Zemzmi, l’imam progressiste
Ses sorties médiatiques les plus ubuesques ont porté sur l’alcool – que les femmes enceintes musulmanes sont autorisées à consommer si elles en ont atrocement envie – et le frottement masturbatoire dans les transports publics en plein ramadan, dont une éventuelle fin heureuse ne constitue pas un motif de rupture du jeûne car, avait-il déclaré, « il existe des hommes ainsi, il suffit qu’ils touchent une femme pour jouir ».
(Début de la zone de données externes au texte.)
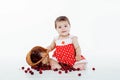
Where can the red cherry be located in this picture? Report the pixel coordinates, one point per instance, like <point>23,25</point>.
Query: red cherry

Malgré les apparences, Cheikh Zemzmi ne faisait pas dans la provocation gratuite, mais se contentait de répondre aux questions qu’on lui posait, lesquelles trahissent la hiérarchie des préoccupations religieuses marocaines : le charnel avant le spirituel. « Il se sentait dans le devoir de répondre de manière logique à n’importe quelle question concernant la religion. Il ne faut pas oublier qu’il vient d’un milieu progressiste. Son oncle, Abdelaziz Benseddik, est l’auteur de Fatawa Jinsiya, un ouvrage assez connu portant sur les questionnements d’ordre sexuel », explique Souleiman Raissouni.
Cet autre journaliste qu’il a longtemps côtoyé nous parle également d’un homme ouvert, contrairement à l’image renvoyée par les médias progressistes, mais attaché à son style de vie, à ses croyances. « Au milieu d'un entretien, il arrête subitement de te répondre au moment de l'appel à la prière, il te laisse avec tes questions sans s'excuser et file prier. Zemzmi, c’est aussi cela. Il ne te doit rien et tout à Dieu. Ce n’est pas de l'impolitesse, juste une graduation dans les urgences », raconte ce confrère qui qualifie le défunt Cheikh de « roi de la punchline ».